David A. Kessler '73, M.D. is professor of pediatrics and epidemiology and professor of biostatistics at the School of Medicine, University of California, San Francisco. He previously served as dean of the schools of medicine at UCSF and Yale University.
Dr. Kessler served as commissioner of the U.S. Food and Drug Administration from November 1990 until March 1997, appointed by President George H.W. Bush and reappointed by President Bill Clinton. As commissioner of the FDA, he acted to speed approval of new drugs and placed high priority on getting promising therapies for serious and life-threatening diseases to patients as quickly as possible. According to The New York Times, Kessler “revitalized a beleaguered agency that had become mired in bureaucratic disarray.” The Los Angeles Times praised him for “restor[ing] the Food and Drug Administration to what it was meant to be--an aggressive advocate for the public’s health.”
Dr. Kessler’s books Capture: Unraveling the Mystery of Mental Suffering (2016) and The End of Overeating: Taking Control of the Insatiable American Appetite (2009) were New York Times best-sellers. His latest book is Fast Carbs, Slow Carbs: The Simple Truth About Food, Weight, and Disease (2020). Kessler serves on the board of various organizations, including as chair of the board of Science in the Public Interest, and has been an Amherst College trustee. He is a member of the National Academy of Medicine and the recipient of the 2001 National Academy of Sciences Public Welfare Medal. His other honors have included the American Cancer Society’s Medal of Honor, the American Heart Association’s National Public Affairs Special Recognition Award, the American Federation for AIDS Research Sheldon W. Andelson Public Policy Achievement Award, the American Academy of Pediatrics Excellence in Public Service Award, the March of Dimes Franklin Delano Roosevelt Leadership Award, the Jacobs Institute of Women’s Health Excellence in Women’s Health Award and the “2008 National Hero” award from the School of Public Health at the University of California, Berkeley.

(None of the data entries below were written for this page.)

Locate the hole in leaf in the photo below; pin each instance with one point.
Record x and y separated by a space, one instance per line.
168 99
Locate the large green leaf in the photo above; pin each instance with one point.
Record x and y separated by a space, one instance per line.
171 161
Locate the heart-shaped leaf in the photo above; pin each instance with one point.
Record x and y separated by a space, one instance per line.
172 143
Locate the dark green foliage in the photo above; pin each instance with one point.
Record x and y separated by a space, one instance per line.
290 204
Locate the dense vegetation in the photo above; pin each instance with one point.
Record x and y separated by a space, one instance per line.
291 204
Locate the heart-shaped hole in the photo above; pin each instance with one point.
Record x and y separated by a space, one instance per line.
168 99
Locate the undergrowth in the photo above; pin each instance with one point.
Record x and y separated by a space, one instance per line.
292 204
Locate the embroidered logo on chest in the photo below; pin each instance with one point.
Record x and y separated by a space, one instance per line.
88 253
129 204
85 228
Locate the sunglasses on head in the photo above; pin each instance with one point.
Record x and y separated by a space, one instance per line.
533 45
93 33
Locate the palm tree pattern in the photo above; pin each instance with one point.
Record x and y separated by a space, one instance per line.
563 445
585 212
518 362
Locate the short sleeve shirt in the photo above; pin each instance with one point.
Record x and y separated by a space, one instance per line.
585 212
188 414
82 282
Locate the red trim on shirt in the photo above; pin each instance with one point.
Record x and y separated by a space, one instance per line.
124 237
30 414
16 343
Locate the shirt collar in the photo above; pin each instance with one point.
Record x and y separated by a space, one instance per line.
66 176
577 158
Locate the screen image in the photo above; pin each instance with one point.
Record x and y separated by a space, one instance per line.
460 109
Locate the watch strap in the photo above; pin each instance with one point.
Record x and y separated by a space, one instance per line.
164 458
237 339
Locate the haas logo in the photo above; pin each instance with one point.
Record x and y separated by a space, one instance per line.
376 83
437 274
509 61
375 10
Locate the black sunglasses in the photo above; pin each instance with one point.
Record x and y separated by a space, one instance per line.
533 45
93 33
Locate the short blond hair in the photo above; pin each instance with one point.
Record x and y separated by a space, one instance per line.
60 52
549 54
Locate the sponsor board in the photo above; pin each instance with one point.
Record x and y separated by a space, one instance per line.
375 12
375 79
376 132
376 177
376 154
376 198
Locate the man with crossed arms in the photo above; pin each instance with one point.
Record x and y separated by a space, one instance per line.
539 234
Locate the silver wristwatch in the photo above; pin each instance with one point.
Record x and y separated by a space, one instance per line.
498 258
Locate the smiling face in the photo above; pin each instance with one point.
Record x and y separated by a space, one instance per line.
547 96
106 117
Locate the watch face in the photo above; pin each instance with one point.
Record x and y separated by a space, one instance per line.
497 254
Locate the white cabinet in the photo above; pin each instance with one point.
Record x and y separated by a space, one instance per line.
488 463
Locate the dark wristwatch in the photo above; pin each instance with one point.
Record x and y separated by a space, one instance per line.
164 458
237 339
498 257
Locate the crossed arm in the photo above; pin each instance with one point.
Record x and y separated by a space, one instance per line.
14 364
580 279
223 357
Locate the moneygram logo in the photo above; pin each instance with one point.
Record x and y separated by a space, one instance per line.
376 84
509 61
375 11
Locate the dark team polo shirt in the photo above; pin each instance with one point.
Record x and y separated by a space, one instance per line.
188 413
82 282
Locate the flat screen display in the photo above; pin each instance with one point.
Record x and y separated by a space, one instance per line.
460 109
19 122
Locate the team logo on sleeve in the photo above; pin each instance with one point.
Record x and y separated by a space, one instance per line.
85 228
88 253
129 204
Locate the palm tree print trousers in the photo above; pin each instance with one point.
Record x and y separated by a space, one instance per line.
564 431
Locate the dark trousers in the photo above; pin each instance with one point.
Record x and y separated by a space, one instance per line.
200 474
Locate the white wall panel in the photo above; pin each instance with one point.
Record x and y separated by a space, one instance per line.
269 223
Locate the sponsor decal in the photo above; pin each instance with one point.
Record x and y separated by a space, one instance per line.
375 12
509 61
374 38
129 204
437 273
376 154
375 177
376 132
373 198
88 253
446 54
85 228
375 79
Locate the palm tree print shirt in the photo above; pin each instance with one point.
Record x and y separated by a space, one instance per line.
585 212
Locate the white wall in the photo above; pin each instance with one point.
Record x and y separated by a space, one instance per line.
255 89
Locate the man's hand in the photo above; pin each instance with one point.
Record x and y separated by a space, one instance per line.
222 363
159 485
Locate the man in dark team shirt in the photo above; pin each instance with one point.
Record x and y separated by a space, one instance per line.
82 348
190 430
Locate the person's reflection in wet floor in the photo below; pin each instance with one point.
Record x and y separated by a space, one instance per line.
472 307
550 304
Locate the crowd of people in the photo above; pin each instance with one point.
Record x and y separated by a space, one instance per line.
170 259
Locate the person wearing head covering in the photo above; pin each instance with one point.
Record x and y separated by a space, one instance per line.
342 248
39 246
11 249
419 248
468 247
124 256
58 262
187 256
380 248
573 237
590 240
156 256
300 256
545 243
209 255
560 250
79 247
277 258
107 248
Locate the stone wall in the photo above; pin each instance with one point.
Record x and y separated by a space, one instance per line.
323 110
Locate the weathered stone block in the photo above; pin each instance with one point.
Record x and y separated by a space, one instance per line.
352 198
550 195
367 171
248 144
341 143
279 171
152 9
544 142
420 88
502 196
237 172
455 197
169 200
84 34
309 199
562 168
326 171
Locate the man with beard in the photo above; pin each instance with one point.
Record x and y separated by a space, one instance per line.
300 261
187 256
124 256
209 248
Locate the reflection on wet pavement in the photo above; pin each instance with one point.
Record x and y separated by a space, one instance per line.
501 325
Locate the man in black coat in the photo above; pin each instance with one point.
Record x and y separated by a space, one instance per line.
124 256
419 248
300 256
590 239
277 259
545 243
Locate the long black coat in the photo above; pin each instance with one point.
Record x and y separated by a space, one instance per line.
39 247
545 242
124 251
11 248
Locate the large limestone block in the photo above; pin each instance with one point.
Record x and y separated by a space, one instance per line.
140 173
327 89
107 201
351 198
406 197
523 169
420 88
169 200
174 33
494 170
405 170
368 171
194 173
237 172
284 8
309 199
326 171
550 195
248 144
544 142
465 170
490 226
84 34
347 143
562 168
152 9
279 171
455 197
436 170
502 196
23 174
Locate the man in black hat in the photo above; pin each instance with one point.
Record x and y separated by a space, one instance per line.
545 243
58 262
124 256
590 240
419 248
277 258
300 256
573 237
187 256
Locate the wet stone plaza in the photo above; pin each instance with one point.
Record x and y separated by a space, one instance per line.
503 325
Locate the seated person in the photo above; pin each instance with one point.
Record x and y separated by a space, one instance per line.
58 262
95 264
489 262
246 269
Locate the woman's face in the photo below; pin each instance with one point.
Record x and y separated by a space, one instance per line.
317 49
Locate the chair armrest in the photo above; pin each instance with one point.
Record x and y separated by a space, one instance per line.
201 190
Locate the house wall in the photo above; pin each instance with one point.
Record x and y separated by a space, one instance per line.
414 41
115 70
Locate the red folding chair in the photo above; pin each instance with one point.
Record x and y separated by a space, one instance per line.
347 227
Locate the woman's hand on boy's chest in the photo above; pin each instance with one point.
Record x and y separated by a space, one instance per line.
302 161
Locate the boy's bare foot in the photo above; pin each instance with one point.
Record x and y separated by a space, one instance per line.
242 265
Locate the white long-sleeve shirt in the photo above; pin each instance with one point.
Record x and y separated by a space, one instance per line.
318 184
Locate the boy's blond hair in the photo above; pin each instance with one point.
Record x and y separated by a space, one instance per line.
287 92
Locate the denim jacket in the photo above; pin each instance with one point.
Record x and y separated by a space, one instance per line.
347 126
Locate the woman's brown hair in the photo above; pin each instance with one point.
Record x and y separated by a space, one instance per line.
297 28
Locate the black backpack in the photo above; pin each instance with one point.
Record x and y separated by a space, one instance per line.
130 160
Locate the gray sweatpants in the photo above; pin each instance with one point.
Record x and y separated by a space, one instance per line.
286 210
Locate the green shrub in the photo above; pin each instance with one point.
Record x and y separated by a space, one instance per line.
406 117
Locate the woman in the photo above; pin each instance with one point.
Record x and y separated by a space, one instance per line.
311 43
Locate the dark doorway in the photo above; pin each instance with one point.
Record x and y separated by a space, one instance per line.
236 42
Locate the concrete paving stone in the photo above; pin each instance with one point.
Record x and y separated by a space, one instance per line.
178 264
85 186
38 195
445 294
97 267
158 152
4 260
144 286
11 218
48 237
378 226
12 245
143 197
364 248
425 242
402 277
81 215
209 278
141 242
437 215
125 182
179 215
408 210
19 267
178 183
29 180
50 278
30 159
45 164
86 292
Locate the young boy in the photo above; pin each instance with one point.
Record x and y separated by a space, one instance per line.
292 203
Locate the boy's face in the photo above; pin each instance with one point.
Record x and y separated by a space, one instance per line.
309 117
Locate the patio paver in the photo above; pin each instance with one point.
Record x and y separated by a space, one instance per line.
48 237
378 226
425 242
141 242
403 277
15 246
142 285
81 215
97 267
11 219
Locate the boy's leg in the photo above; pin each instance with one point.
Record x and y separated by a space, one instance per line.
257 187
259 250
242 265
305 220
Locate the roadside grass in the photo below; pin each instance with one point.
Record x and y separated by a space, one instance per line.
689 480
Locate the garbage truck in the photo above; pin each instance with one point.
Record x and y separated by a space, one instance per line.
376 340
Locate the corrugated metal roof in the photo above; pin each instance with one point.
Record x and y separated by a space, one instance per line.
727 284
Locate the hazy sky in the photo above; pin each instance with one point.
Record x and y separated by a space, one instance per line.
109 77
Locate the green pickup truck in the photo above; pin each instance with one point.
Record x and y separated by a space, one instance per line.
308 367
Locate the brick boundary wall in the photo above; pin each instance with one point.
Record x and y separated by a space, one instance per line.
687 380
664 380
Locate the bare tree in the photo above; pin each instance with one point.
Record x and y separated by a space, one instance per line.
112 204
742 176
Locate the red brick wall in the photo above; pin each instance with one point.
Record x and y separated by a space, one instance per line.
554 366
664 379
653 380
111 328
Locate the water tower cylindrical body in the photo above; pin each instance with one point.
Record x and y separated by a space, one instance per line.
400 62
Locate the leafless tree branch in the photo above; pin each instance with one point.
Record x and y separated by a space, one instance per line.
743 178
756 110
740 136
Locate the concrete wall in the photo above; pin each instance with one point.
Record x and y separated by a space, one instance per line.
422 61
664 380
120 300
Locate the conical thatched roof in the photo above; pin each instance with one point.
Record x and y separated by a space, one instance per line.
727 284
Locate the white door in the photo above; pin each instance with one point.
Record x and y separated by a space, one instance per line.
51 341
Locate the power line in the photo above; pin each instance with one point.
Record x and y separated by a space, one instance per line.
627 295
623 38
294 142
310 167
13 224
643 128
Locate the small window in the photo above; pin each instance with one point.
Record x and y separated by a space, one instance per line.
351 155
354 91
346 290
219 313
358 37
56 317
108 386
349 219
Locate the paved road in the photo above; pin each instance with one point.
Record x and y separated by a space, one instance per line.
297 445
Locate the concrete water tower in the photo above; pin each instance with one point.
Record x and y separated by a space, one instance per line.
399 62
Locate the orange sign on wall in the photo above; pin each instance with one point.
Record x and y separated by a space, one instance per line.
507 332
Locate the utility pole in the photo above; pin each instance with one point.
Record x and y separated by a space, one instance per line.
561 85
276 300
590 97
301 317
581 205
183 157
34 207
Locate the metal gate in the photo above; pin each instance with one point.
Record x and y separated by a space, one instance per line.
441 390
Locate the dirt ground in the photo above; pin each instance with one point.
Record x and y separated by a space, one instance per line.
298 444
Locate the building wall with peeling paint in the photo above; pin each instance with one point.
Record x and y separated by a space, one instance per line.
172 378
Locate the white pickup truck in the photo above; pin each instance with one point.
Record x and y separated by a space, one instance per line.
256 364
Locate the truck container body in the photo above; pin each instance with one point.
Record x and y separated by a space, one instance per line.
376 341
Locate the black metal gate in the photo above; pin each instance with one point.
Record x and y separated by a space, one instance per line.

Shirley M. Tilghman H'08 was elected Princeton University’s 19th president on May 5, 2001, after serving on the Princeton faculty for 15 years. Upon the completion of her term in June of 2013, she returned to the faculty. During her scientific career as a mammalian developmental geneticist, she studied the way in which genes are organized in the genome and regulated during early development, and was one of the founding members of the National Advisory Council of the Human Genome Project for the National Institutes of Health.
Tilghman is an Officer of the Order of Canada, and has received a Lifetime Achievement Award from the Society for Developmental Biology, the Genetics Society of America Medal and the L’Oreal-UNESCO Award for Women in Science. She is a member of the American Philosophical Society, the National Academy of Sciences, the National Academy of Medicine and The Royal Society of London. She serves as a trustee of Amherst College, the Institute for Advanced Study and the Simons Foundation. She serves on the Science Advisory Board of the Chan Zuckerberg Initiative, is a director of The Broad Institute of MIT, and is a Fellow of the Corporation of Harvard College.